アーネスト様は無事で、命を狙われる心配はなくなったし、妃の元に通っているフリをする必要だってもうない。
けれどわたしは、これから先も妃として、アーネスト様の側にいる。そう自分に誓ったし、アーネスト様もそれを認めてくださった。正式な妃だって胸を張って言えるのに。
(こんな風に求めていただけるだなんて、思ってなかった)
幸せで――幸せ過ぎて、涙と笑みが零れる。
アーネスト様は穏やかに微笑むと、わたしの両手をしっかり握った。
「今の俺たちは皇帝でも妃でもないよ。一人の男として、俺は今ここにいる。俺はミーナと結婚したい。ミーナを幸せにしたいんだ」
真剣な眼差しがわたしを見つめる。
妃というのは役職だ。

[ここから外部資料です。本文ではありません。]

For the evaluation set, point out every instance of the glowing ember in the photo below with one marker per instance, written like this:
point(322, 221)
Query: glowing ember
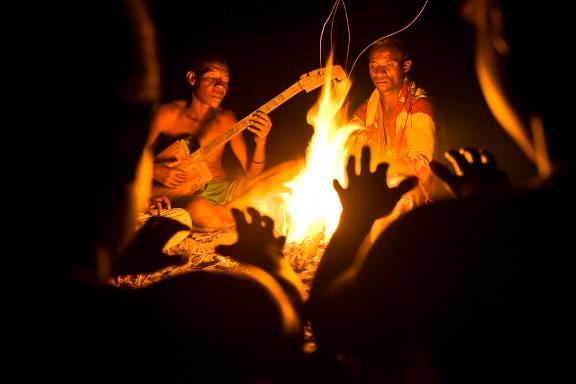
point(312, 205)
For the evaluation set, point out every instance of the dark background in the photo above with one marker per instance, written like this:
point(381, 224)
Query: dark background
point(270, 45)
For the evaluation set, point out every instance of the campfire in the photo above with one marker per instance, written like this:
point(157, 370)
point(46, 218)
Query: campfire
point(310, 206)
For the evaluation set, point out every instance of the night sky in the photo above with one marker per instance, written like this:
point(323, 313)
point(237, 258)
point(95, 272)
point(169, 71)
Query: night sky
point(270, 46)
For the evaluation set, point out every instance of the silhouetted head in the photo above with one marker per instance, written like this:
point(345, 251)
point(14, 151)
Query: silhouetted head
point(105, 61)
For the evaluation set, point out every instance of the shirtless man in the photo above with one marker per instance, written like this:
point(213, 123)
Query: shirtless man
point(202, 118)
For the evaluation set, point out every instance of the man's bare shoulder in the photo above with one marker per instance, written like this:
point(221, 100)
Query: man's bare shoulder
point(171, 107)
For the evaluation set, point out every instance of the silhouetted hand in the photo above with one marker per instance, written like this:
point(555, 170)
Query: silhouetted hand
point(367, 196)
point(475, 173)
point(257, 244)
point(145, 254)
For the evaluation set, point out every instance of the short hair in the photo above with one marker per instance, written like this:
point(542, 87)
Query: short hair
point(390, 43)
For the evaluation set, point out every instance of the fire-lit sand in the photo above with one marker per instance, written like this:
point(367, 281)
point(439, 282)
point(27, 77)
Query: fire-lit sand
point(199, 247)
point(310, 209)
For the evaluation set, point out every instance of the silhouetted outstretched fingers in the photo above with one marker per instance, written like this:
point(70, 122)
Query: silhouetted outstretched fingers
point(365, 160)
point(367, 196)
point(458, 161)
point(406, 185)
point(351, 167)
point(256, 242)
point(472, 155)
point(255, 215)
point(267, 223)
point(239, 217)
point(476, 170)
point(382, 170)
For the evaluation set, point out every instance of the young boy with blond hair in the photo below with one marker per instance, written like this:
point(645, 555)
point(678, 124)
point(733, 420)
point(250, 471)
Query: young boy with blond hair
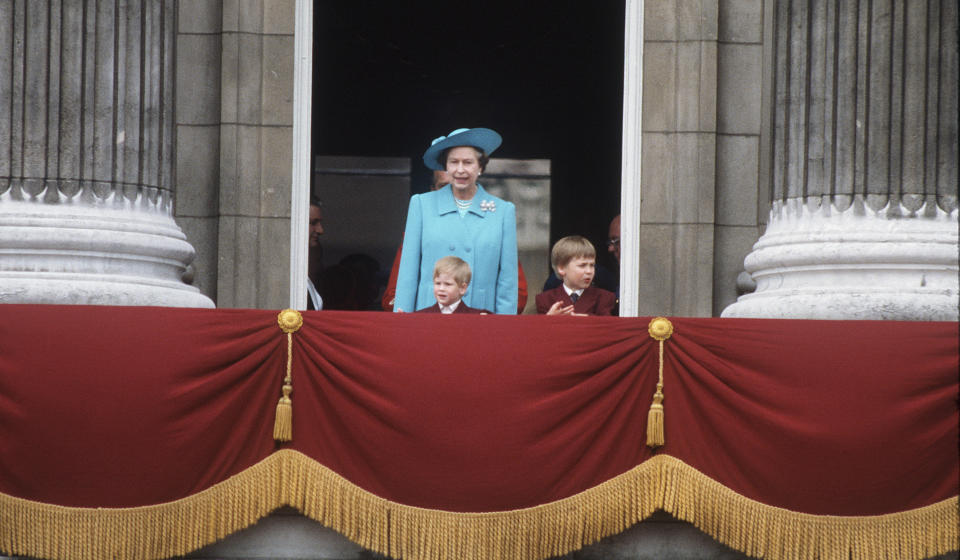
point(574, 260)
point(451, 277)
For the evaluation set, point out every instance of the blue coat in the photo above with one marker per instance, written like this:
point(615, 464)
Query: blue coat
point(485, 239)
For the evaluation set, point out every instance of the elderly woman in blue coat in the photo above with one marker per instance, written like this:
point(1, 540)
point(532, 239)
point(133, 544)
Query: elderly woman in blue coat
point(464, 220)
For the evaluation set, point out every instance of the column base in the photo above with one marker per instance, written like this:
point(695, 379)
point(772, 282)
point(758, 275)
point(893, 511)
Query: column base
point(90, 251)
point(819, 262)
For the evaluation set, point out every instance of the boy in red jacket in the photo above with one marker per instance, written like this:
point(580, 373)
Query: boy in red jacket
point(574, 260)
point(451, 277)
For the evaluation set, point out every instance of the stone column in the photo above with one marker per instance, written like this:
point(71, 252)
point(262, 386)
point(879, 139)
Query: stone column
point(863, 223)
point(86, 152)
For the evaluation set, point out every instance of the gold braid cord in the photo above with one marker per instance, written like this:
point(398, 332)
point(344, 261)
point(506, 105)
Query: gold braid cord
point(290, 322)
point(289, 478)
point(660, 329)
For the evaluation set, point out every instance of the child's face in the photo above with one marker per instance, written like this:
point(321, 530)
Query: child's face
point(578, 273)
point(446, 290)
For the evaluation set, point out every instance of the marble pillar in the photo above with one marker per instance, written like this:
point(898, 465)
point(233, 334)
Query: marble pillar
point(86, 155)
point(863, 223)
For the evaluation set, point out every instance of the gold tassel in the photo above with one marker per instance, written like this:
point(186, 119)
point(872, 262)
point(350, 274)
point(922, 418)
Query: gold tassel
point(283, 424)
point(660, 329)
point(290, 322)
point(655, 419)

皇帝にとっての配偶者ではあるけれど、それはアーネスト様にとっての『お嫁さん』の定義とは違うのだろう。
(だからアーネスト様は、わたしを城から連れ出してくれたんだ)
本当の意味でわたしをアーネスト様のお嫁さんにするために――そう思うと、心が喜びに打ち震える。
「お嫁さんは――アーネスト様とずっと一緒にいられるんですよね?」
あの日アーネスト様から聞いた『お嫁さん』の定義を、わたしは改めて言葉にして確認する。
「うん。ずっとずっと、一緒だよ」
アーネスト様はそう言って、泣きそうな表情で笑った。
わたしは跪いたままのアーネスト様の胸に飛び込み、力いっぱい彼のことを抱き締める。アーネスト様はそんなわたしを、しっかりと受け止めてくれた。
春の風が草花の香りをそっと運ぶ。とても温かな香りだった。世界中の幸せを凝縮したような、そんな感覚がわたしを包み込んでくれる。
承諾の意を以て交わされた口付け――それは、わたしたちが結んだ、新たな契約の証だ。
「愛してるよ、ミーナ」
アーネスト様が笑う。その表情は、本当にビックリするぐらい幸せそうで。
わたしも、アーネスト様にこたえるべく、満面の笑みを浮かべたのだった。